The Sahel's Security Environment Amid French and U.N. Troop Withdrawals

Oct 18, 2023 | 15:12 GMT

A general view of a military crest of the French army in Niamey, Niger, on July 15, 2022.

A general view of a military crest of the French army in Niamey, Niger, on July 15, 2022.

(Photo by BERTRAND GUAY/AFP via Getty Images)

French troops reportedly began to withdraw from Niger on Oct. 10, marking a turning point in the Sahel's security landscape. This move follows Niger's July 26 military coup and the Nigerien junta's calls for the departure of French troops amid a rising wave of anti-French sentiment both within the country and across the broader Sahel. Notably, neighboring Mali and Burkina Faso ordered the withdrawal of French troops following their respective coups in 2021 and 2022. The departure of French troops from Niger coincides with the ongoing expedited withdrawal of over 13,000 U.N. peacekeepers from Mali, which will create a security void in a region already grappling with protracted wars against extremist groups such as the Islamic State and Jamaat Nusrat al-Islam wal-Muslimin. 

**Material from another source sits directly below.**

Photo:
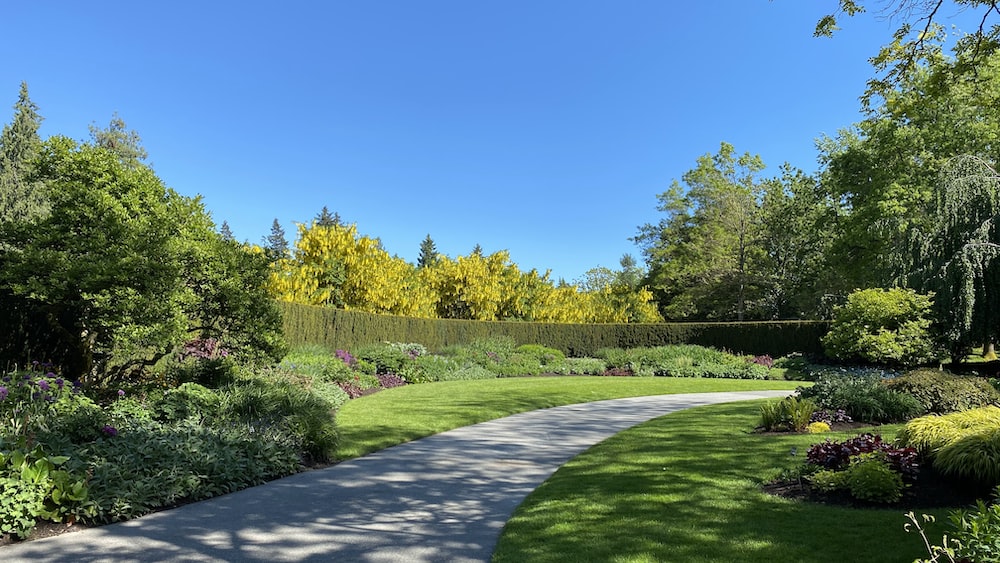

The French and U.N. troop withdrawals will deprive the militaries of Niger, Mali and Burkina Faso of crucial intelligence capabilities and equipment. The security void is likely to grow as coup leaders prioritize the security of their capitals and major cities over under-governed rural areas. This presents an opportunity for jihadists and other armed groups to expand their operations or increase the frequency of their attacks, potentially encroaching farther into coastal West Africa. This dynamic will also enable external actors such as Russian paramilitary groups — which are already present in Mali — to gain influence, especially in places with high degrees of anti-French sentiment due to historical colonization. France, with 1,000 troops remaining in Chad, will likely be forced to reassess its military strategy in West Africa, potentially leading to enhanced cooperation agreements with countries that harbor lower levels of anti-French sentiment and face heightened threats of jihadist attacks, like Benin, Ghana and Cote d'Ivoire.